Nestle is initiating new steps in support of sodium reduction, as the US Food and Drug Administration considers issuing voluntary guidelines on sodium levels in packaged food.
The Swiss food company has decided to help people limit their sodium consumption to 2,000 milligrams per day as per World Health Organisation (WHO).
As part of its efforts, Nestle is planning to increase its low sodium portfolio of food and beverages across the globe. These items would characteristically carry less than 2,000 milligrams of sodium per day.
In 250 products and six of Nestle's pizza and snack brands such as Digiorno, Tombstone, California Pizza Kitchen, Jack's, Hot Pockets and Lean Pockets, the company is planning to reduce sodium content by an average 10% as compared to 2013 levels.

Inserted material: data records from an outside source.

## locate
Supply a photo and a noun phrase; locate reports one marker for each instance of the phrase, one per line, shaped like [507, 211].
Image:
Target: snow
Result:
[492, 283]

Nestlé USA chairman and CEO Paul Grimwood said: "Our food and beverages provide nutrition to people in 189 countries, and with this scale we have a powerful platform to contribute to better global health outcomes, including for heart health.
"We are committed to constantly improving the nutritional profile of our products, but we also recognize that effective solutions to public health challenges require broad, multi-stakeholder efforts.

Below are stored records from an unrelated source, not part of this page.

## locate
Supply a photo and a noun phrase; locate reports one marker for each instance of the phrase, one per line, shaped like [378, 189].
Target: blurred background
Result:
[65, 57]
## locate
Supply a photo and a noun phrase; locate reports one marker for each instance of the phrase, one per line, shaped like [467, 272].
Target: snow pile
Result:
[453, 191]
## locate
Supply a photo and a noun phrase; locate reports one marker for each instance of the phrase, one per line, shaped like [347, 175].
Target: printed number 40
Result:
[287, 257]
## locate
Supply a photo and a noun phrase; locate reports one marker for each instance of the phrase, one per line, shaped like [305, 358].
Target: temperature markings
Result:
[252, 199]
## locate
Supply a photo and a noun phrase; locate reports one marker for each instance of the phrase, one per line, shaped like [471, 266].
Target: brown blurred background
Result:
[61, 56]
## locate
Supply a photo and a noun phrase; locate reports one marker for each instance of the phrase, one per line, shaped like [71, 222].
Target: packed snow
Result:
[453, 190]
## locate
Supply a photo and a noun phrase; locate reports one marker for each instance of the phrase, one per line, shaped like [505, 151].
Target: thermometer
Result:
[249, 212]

"This is why we encourage our industry colleagues, along with others in both the private and public sector, to join forces and combine our varied expertise to help people move toward healthier eating patterns, including a diet lower in sodium."
Nestle is working in accordance with its Nutrition Profiling System and the Nestlé Nutritional Foundation criteria to ensure that the altered foods and beverages include a strong nutritional profile, without taste getting compromised.
Nestlé also aims to help people with access to the foods, beverages and information they need to make choices consistent with the latest sodium recommendations and other dietary guidance, such as the FDA's draft sodium reduction targets.
Through Nestlé Portion Guidance, which is a voluntary initiative developed to bridge the gap between international dietary recommendations and nutrition labelling regulations, Nestle plans to build sodium reduction awareness among people.